Unrolling loop with known upper bound on trip count into a switch

Hello,

I was wondering if it would be beneficial to unroll a loop like

__builtin_assume(n <= 10);
do{
 // do something
} while(--n >=0)

in which the upper bound on n is known at compile time into something like

switch i32 %n, label %default.unreachable43 [
    i32 10, label %sw.10
    i32 9, label %sw.9
    ...
    i32 0, label %sw.0
  ]
sw.10:
  %n.10 = phi i32 [ 10, %entry ]
  ...
  br label %sw.9
sw.9:
  %n.9 = phi i32 [ 9, %entry ], [ %n.10, %sw.10 ]
  ...
  br label %sw.8
...
sw.0:
  %n.0 = phi i32 [ 0, %entry ], [ %n.1, %sw.1]
  ...

This question is motivated by #111773 issue.
The downside I see for the general case is increased code size, and it may prevent the code from being vectorized.

Please let me know your thoughts on this type of optimization and whether it would be useful to implement it.

Unrolling by design increases code size, so that’s not an issue.

Currently, LoopUnroll consideres loop with small constant tripcounts for “bounded unrolling”. That is, it optimistically assumes that the loop will run MaxTripCount times and fully unrolls that, and otherwise falls back to the non-unrolled cases.

I think a jump table iwould probably an improvement for many ISAs, but I am not sure what the cost model would be. GPUs for instance are not good with jump tables. Another benefit of unrolling usually is enabling other optimizations on straight-line code (E.g. SLPVectorize), but here every iteration still has its own BasicBlock. Both can be mitigated by having entirely separate unrolled cases, at the cost of quadratic code blowup, so it is only feasible for very small trip counts.

But I would also be interested in doing this with remainder loops in general (which by definition is a loop with known upper bound). Even without cost model, it can always be applied when #pragma clang loop unroll(enable) is present.

1 Like

That is a good point about remainder loops.

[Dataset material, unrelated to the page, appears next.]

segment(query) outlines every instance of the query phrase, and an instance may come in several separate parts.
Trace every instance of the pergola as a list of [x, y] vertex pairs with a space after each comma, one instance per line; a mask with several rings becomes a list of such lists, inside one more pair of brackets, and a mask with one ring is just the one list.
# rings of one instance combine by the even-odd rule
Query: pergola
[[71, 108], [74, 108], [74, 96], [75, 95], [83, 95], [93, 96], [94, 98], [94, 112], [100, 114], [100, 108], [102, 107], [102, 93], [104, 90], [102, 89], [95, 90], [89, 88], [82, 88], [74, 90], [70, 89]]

There’s a funny interaction with loop indexing here… if you have a loop where the index counts up, from 0 to n, and you unroll a loop this way, the index isn’t a constant in each unrolled iteration, like it would be for normal unrolling. On the other hand, if your loop index counts from n to 0, unrolling the proposed way makes the index a constant, where it wouldn’t be a constant with normal bounded unrolling. Given that vast majority of loops count up, the heuristics get sort of complicated… does the index being a constant matter for a given loop? Can you transform a loop that counts up to a loop that counts down?

I think, it is possible to generalize even if we don’t know starting and end values of induction variable at compile time, but have an upper bound on the number of iterations. For example, in the code below:

void foo(int start, int end){
do{
// do body
} while(++start < end);
}

assume we know that “body” is not going to be executed more than N times. Then we can chain N copies of the body and jump to (N - (end - start))-th block from the switch in the pre-header.

Whether we can constant-fold doesn’t matter for correctness, sure; the indexing is a cost-modeling issue (i.e. whether the transform is actually profitable, and whether we want to execute the loop iterations in a different order from the original source order).

Yeah, it is not clear how to estimate the cost. However, we don’t need to change the order. Let’s assume for simplicity that header block = latch block. If the upper bound on the number of iterations is N, we will create N symmetrical body blocks. If the run time iteration count is n (< N), it does not matter wether we execute first n blocks and jump to exit or last n.